На площадке возле перил краснолицый дядя Коля Черугин в полосатой пижаме, едва сходившейся на тугом волосатом животе, делал, отдуваясь, вечернюю гимнастику – от бессонницы, радикулита и давления: таблетки он называл химией и принципиально не принимал ничего, кроме аспирина и валерьянки. Дядя Коля, почти как «маленький лебедь», плавно поднимал и опускал руки, потряхивая кистями и шумно дыша. Перед работой он тоже всегда делает зарядку. Ласково-бодрый голос объявляет по радио: «Доброе утро, товарищи! Начинаем утреннюю гимнастику. Ноги – на ширине плеч, руки – на уровне груди, спина прямая…»
– Брал бы с соседа хороший пример! – говорит отцу Лида. – У тебя тоже давление!
– Мне без надобности. Я у себя на заводе еще обмашусь и упрыгаюсь! – возражает Тимофеич, он любит спорт только по телевизору, особенно футбол.
Увидев меня, дядя Коля заулыбался, кивнув на скатку:
– На помывку?
– Ага!
– Правильно. Чистота – залог здоровья! К Александре Ивановне загляни – не пожалеешь! А под Сусаниным твои листочки дожидаются. Трех героев тебе оторвал!
– Спасибо!
За высокой двустворчатой дверью с витой медной ручкой был еще один обитаемый закоулок общежития: три комнаты, а также кухонька с плитой и раковиной. Раньше мы жили здесь, в маленькой вытянутой каморке, напоминавшей из-за высокого потолка плоский аквариум. Единственное окно выходило в переулок, прямо на Жидовский дом. Но после рождения Сашки нам дали другую площадь – вдвое больше, а в нашу прежнюю переехала со второго этажа одинокая Серафима Николаевна из отдела контроля качества. Она никогда не расстается с книгой, даже если готовит еду. Вот и сейчас: помешивает что-то в кастрюле и читает, не отрываясь. Сослуживицы и подруги, включая Лиду, все время хотят выдать ее замуж, но она, смеясь, отказывается, мол, не хочу отвлекаться от чтения, это гораздо интереснее, чем мужчины.

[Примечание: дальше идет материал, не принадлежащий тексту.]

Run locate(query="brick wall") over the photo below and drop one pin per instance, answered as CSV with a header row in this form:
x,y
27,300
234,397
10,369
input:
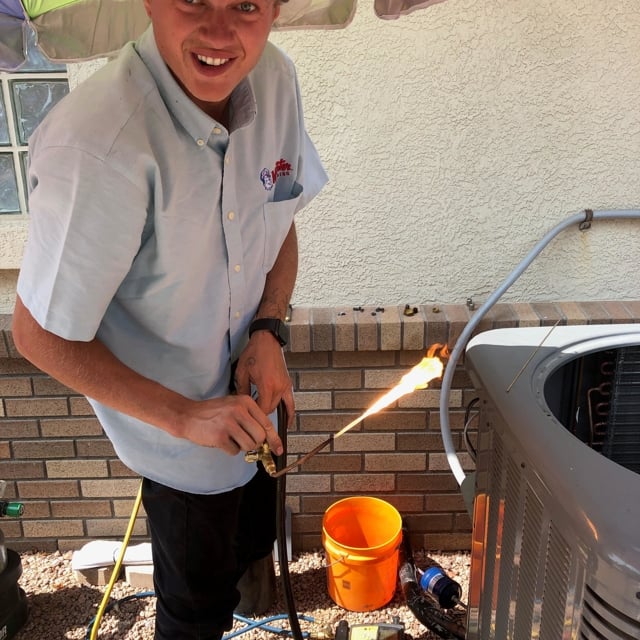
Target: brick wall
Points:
x,y
57,461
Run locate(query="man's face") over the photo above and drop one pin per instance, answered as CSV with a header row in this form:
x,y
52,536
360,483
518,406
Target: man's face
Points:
x,y
211,45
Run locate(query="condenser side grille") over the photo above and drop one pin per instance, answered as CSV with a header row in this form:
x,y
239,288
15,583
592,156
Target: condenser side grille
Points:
x,y
511,527
602,621
494,532
531,536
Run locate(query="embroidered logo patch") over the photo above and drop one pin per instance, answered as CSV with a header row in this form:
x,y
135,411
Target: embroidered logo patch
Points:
x,y
269,178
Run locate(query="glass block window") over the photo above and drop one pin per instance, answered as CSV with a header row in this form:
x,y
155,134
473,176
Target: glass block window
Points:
x,y
26,96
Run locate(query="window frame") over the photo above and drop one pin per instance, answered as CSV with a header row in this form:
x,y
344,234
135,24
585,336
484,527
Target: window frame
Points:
x,y
15,148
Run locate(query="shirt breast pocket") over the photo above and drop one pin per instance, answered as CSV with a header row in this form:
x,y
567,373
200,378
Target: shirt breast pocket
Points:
x,y
278,218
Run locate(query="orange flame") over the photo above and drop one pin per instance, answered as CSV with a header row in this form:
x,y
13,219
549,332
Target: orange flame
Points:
x,y
428,369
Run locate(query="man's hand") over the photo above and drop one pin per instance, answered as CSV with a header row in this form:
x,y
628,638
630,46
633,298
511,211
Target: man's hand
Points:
x,y
232,423
262,364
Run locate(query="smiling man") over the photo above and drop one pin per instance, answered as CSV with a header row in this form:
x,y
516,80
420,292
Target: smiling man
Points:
x,y
161,257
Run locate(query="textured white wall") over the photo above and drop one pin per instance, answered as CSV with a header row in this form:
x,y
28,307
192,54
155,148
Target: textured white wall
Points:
x,y
455,138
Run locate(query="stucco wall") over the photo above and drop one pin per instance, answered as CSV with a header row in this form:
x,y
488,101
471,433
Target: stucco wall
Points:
x,y
455,138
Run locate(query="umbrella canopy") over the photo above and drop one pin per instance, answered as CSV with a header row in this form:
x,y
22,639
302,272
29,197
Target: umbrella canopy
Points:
x,y
76,30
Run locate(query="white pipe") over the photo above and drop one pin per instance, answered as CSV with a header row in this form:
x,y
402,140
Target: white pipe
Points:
x,y
582,218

– Добрый вечер, Серафима Николаевна!
– Здравствуй, Юрочка! – отозвалась она, уткнувшись в книгу.
– Что читаете?
– «Три Дюма».
– Ого! А почему три?
– Ну как же: Дюма-дед, Дюма-отец, Дюма-сын.
– А «Три мушкетера» кто из них написал?
– Дюма-отец.
– Дадите потом почитать?
– Тебе еще рановато…
Если взрослые говорят: «Тебе еще рано», – значит книга и вправду стоящая.
– А я на Черное море послезавтра уезжаю!
– Счастливец! – ответила она таким голосом, что стало ясно: все курорты и пляжи Серафима Николаевна, не задумываясь, отдаст за одну хорошую книгу.
Слева от входа живет старуха Алексевна. Имени ее никто не помнит. Она «сумашечая» – так выражаются, если человек еще не окончательно спятил, став полноценным сумасшедшим, но уже явно «тронулся», вызывая озабоченность врачей и общественности. Когда-то она работала на заводе мойщицей, а потом сбрендила. Обычно дверь ее комнаты приоткрыта, чтобы мог свободно заходить черный кот Цыган и чтобы можно было вовремя обнаружить угрозу. На улицу Алексевна не выходит, опасаясь нападения. Обо всем, что творится снаружи, она подробно расспрашивает Цыгана, питающегося голубями. Я иногда бегаю на Бакунинскую купить ей батон и бутылку молока, ничего другого она не ест. Но, честно говоря, стараюсь делать это пореже. Во-первых, Алексевна всегда очень долго отсчитывает деньги, так как в ее кошельке новые, старые и дореволюционные монеты перемешаны. Однажды она по ошибке вручила мне металлический рубль с профилем царя, я рассмотрел изображение и с неохотой вернул денежку. Во-вторых, хлеб ей всегда кажется черствым, а молоко вчерашним. В-третьих, Алексевна, принимая продукты, долго и нудно расспрашивает, какие подозрительные лица попались мне по пути туда и обратно. А главное – не видел ли я черный воронок с решетками на окнах… Какой напасти она постоянно ждет, никто не понимает, даже врачи.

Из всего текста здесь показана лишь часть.